Sguarezi disse que chegou a perguntar a Guizardi qual seria o destino da propina cobrada, mas que a resposta foi sempre simplória, de que o dinheiro seria arrecadado para quitar as dívidas da campanha eleitoral de 2014. As propinas, segundo o delator, eram cobradas também anteriormente, ainda na gestão do governador Silval Barbosa.

“Eram outros contratos meus que eu tive em 2015, ano de 2014, 2013, 2012, época do Silval. Enfim contratos anteriores que também paguei propina. De contratos vigentes também tive que pagar propina. Não eram só os contratos que estavam sendo licitados”, garantiu Sguarezi.

O delator afirmou que imaginou-se que jamais haveria cobrança de propina no governo de Pedro Taques.
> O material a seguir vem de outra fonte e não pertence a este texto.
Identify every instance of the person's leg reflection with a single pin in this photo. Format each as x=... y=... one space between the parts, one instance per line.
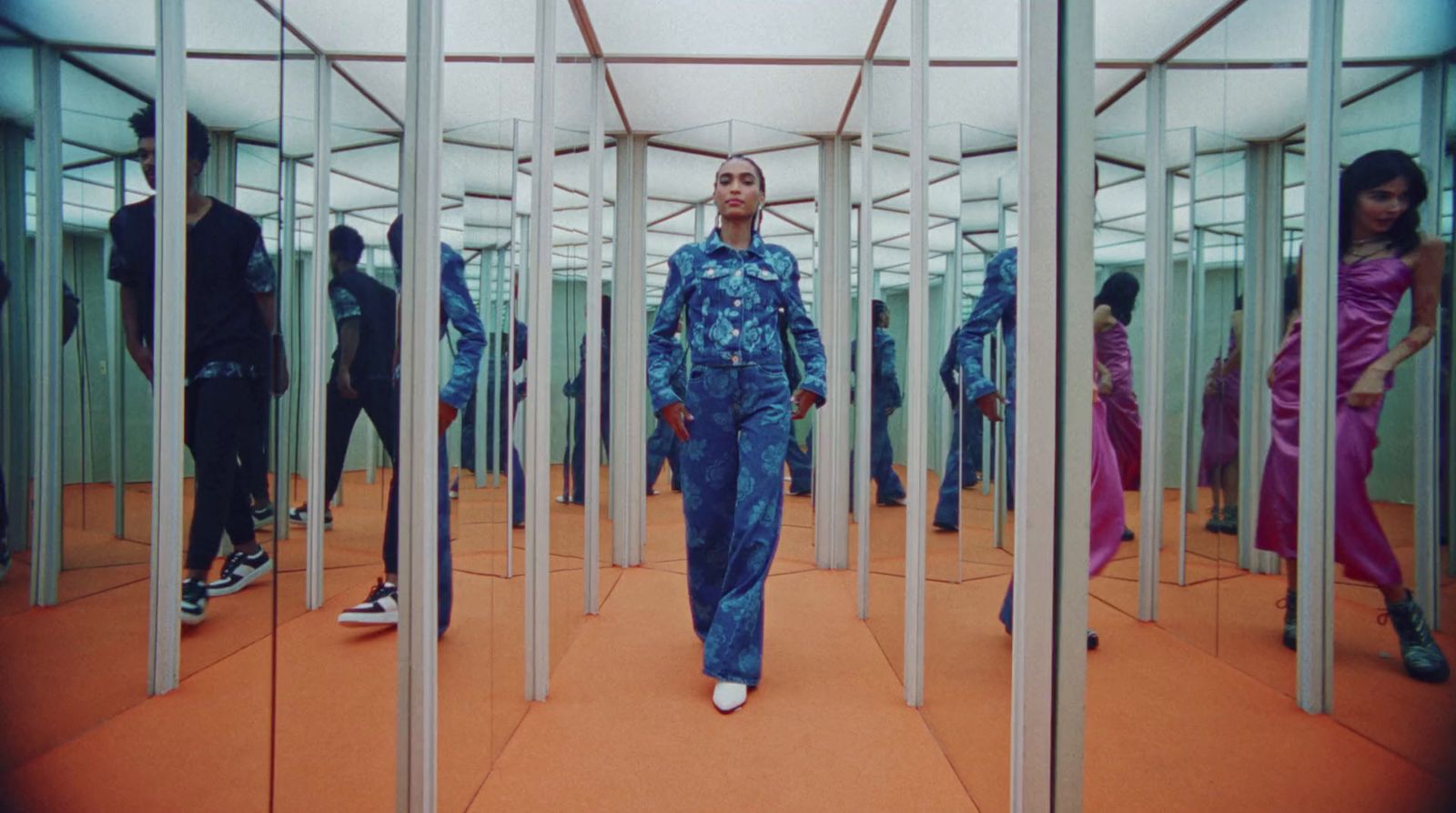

Ele conta que nos três primeiros meses do governo os empresários não haviam recebido os pagamentos por obras em escolas. Ao procurar servidores da Seduc, Sguarezi soube que já havia o esquema de cobrança de propina para liberação de pagamentos.
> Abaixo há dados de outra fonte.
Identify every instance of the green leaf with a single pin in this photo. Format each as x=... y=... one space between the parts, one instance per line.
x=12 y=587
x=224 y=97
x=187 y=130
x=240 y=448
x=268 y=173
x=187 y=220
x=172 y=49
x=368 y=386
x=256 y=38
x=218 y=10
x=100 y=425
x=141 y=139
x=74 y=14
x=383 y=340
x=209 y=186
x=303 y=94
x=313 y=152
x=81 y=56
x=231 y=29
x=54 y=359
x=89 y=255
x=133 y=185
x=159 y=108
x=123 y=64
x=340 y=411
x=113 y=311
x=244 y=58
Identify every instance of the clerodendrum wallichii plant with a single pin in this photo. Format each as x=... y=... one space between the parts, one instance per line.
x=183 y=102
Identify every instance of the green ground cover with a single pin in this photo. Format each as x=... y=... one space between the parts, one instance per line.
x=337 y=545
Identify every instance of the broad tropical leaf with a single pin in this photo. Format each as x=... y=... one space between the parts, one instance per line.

“Depois que eu percebi que alguns empreiteiros já haviam recebido antes de mim foi o que eu decidi que deveria procurar o Perminio, para contar que havia propina sendo cobrada lá, ele se mostrou bastante surpreso e falou para mim não pagar, que aquilo não deveria estar acontecendo daquela forma”, afirmou o delator.
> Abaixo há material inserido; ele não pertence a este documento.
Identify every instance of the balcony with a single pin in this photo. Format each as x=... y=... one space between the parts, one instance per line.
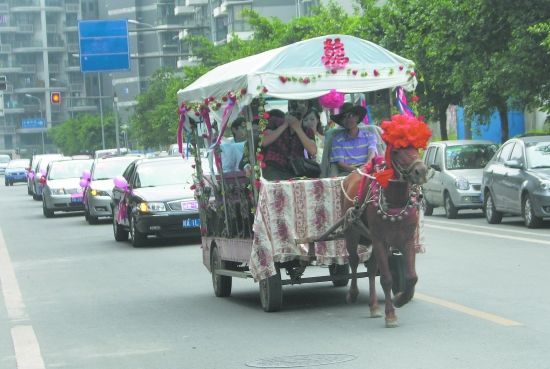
x=28 y=68
x=5 y=49
x=5 y=69
x=27 y=46
x=25 y=28
x=182 y=9
x=196 y=2
x=219 y=12
x=82 y=105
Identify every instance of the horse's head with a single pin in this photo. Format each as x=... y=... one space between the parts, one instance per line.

Sguarezi contou que Guizardi tina uma forma de cobrar propina bastante ríspida, com ligações constantes. Segundo ele, parecia sempre estranho que alguém que não era servidor da Seduc-MT cobrasse propina na secretaria. E, por conta disso, o empresário contou que preferia pagar os valores para Fábio Frigeri, servidor da pasta que ele descreve como “flexível”.

Operação Rêmora
Deflagrada em 2016, o alvo da Rêmora foi a Secretaria de Educação de MT onde, segundo o Ministério Público Estadual, havia um esquema de fraudes a licitações de obras e reformas de escolas, envolvendo um grupo de servidores, o ex-secretário Perminio Pinto, além de empresários. Conforme a denúncia, empreiteiros pagavam propina de 3% a 5% para poder participar de licitações orçadas em R$ 56 milhões e também receber pelas obras em Cuiabá e no interior.

Outro lado
Procurado pela reportagem, o hoje conselheiro do Tribunal de Contas (TCE) Guilherme Maluf disse por meio de sua assessoria que os delatores nunca apresentaram uma prova durante o processo e reafirma que não ‘participou nem autorizou qualquer pessoa a utilizar seu nome e sua posição política em qualquer ato ilícito no âmbito do Poder Público’.

O advogado de defesa do ex-governador Pedro Taques (PSDB), Emanuel Figueiredo, disse logo após o depoimento que ‘nenhuma prova trazida aos autos comprova isto’.

A defesa de Alan Malouf informa que ele continuará a colaborar com a justiça. O advogado de Perminio Pinto afirmou que ele não se manifestará sobre os últimos depoimentos.

Já as defesas Wander Luiz dos Reis e Fábio Frigeri não foram localizados para comentar e teor do depoimento.